An overview of essential R libraries for sports analytics with examples.
tidyverse: Data Wrangling
The tidyverse
is a collection of packages for data science. It includes dplyr
, readr
, and tidyr
, making it a must for sports analytics workflows.
library(tidyverse)
# Example: filter a game log for one team
games %>%
filter(team == "Lakers") %>%
summarise(avg_points = mean(points))
ggplot2: Data Visualization
ggplot2
lets you create flexible and beautiful charts for sports data analysis.
library(ggplot2)
games %>%
ggplot(aes(x = date, y = points, color = team)) +
geom_line() +
labs(title = "Team Points Over Time")
Shiny: Interactive Dashboards
Shiny
is an R package that allows you to build interactive web apps and dashboards for sports data visualization.
library(shiny)
ui <- fluidPage(
titlePanel("Team Points Dashboard"),
sidebarLayout(
sidebarPanel(selectInput("team", "Choose a team:", unique(games$team))),
mainPanel(plotOutput("plot"))
)
)
server <- function(input, output) {
output$plot <- renderPlot({
games %>% filter(team == input$team) %>%
ggplot(aes(x = date, y = points)) +
geom_line()
})
}
shinyApp(ui, server)
worldfootballR: Soccer Data
worldfootballR
provides access to soccer data from sources like FBref and Transfermarkt.
library(worldfootballR)
# Example: Get match results from the English Premier League
epl_results <- fb_match_results(country = "ENG", gender = "M", season_end_year = 2023)
head(epl_results)
nflfastR: NFL Play-by-Play Data
nflfastR
is a package for analyzing NFL play-by-play data.
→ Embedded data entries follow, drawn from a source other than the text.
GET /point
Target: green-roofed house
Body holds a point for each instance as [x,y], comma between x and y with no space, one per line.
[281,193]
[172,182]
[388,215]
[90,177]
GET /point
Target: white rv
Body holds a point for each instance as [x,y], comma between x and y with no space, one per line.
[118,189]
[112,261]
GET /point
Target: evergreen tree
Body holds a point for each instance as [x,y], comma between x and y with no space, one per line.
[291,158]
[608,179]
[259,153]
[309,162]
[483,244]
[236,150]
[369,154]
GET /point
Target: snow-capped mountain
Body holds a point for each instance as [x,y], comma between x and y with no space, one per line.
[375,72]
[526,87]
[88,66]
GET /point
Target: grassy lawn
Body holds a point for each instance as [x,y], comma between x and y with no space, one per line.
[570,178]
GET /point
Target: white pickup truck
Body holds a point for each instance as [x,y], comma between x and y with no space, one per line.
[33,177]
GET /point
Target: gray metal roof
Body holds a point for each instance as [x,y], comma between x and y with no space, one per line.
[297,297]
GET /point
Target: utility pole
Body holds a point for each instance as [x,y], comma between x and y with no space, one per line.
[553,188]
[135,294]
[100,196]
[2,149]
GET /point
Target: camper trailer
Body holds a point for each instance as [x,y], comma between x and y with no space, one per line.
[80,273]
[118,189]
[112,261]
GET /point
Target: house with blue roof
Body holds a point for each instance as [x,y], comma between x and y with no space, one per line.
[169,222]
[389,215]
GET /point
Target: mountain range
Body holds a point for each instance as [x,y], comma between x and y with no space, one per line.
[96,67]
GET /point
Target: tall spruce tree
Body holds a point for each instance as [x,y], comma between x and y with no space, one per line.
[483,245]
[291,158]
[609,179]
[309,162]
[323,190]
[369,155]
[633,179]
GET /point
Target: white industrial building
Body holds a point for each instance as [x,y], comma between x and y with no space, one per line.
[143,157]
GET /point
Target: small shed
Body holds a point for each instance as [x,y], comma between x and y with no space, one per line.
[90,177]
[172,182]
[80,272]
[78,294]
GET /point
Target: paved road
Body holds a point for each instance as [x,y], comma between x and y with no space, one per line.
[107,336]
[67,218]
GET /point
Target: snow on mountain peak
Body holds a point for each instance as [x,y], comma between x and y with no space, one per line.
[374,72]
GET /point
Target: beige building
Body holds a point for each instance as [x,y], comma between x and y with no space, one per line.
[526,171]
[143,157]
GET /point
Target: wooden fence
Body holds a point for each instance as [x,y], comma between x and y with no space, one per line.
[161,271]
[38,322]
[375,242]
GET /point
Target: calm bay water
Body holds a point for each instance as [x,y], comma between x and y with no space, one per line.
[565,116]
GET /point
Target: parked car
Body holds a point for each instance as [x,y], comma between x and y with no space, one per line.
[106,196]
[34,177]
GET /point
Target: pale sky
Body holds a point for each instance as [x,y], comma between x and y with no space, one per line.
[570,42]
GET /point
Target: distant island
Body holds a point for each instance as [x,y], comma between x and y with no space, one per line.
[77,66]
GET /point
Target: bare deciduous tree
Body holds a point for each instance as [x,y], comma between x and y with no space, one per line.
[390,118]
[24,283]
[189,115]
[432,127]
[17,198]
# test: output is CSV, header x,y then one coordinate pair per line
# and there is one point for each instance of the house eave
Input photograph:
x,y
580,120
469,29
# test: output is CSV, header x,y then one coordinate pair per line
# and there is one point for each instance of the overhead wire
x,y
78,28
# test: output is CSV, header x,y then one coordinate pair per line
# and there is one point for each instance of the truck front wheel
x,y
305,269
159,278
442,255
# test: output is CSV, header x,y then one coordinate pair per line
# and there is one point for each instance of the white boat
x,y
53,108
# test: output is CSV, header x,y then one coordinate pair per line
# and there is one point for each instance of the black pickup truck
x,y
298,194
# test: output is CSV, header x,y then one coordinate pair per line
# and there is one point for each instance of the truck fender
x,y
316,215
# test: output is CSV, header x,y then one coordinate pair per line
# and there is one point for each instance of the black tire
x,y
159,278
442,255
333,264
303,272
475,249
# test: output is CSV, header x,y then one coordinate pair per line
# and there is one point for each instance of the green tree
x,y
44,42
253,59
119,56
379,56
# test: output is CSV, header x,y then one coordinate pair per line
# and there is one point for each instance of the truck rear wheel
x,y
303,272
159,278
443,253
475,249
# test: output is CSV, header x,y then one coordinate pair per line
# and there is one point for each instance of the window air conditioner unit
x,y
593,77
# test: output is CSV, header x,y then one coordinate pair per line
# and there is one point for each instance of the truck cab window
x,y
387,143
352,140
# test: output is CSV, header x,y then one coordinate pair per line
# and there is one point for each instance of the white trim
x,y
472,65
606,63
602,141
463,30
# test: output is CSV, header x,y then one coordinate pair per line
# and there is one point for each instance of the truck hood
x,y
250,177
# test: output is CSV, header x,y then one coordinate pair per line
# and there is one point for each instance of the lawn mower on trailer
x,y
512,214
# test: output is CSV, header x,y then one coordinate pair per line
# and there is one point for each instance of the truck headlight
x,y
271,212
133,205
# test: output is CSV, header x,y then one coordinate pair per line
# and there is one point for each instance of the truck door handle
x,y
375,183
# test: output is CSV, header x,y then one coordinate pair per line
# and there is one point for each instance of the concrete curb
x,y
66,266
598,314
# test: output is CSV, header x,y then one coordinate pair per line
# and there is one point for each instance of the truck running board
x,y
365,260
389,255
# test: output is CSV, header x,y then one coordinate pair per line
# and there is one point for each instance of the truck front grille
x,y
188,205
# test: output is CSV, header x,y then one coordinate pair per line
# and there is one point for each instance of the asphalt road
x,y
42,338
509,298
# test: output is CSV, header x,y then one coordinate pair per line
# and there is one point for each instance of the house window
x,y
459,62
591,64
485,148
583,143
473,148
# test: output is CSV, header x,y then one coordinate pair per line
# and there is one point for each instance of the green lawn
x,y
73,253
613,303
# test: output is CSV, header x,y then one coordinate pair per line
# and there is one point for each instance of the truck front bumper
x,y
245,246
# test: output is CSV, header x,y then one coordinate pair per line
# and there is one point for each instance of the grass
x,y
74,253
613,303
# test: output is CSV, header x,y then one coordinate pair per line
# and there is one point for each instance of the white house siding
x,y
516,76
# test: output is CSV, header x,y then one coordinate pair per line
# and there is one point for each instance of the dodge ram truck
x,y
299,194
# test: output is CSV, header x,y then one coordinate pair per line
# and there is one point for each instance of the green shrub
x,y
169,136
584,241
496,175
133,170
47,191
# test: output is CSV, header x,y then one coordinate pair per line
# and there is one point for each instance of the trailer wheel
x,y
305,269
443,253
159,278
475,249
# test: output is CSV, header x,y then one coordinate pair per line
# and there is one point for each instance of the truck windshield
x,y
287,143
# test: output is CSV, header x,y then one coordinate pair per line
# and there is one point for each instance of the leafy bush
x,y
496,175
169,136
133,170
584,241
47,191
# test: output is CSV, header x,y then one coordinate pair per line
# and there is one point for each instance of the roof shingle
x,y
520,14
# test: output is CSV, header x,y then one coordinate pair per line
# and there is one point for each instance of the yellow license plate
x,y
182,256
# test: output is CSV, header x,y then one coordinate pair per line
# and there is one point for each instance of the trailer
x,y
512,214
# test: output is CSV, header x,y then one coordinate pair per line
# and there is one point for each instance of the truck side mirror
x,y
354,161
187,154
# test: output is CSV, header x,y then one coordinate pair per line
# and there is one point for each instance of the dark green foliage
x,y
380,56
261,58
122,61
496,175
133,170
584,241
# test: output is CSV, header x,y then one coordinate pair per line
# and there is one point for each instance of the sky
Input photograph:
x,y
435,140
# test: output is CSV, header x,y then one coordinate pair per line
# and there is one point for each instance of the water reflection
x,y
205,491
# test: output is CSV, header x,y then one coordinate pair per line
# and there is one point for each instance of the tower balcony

Perfect for advanced football analytics.
library(nflfastR)
# Load data for 2022 season
pbp <- load_pbp(2022)
# Example: Calculate average yards gained per play by team
pbp %>%
group_by(posteam) %>%
summarise(avg_yards = mean(yards_gained, na.rm = TRUE))
Conclusion
From tidyverse for data wrangling to ggplot2 for visualization, Shiny for dashboards, and sport-specific libraries like worldfootballR and nflfastR, R offers a powerful ecosystem for sports data analysis. Start with tidyverse basics, add visualization, then explore sport-specific datasets to build robust analytics workflows.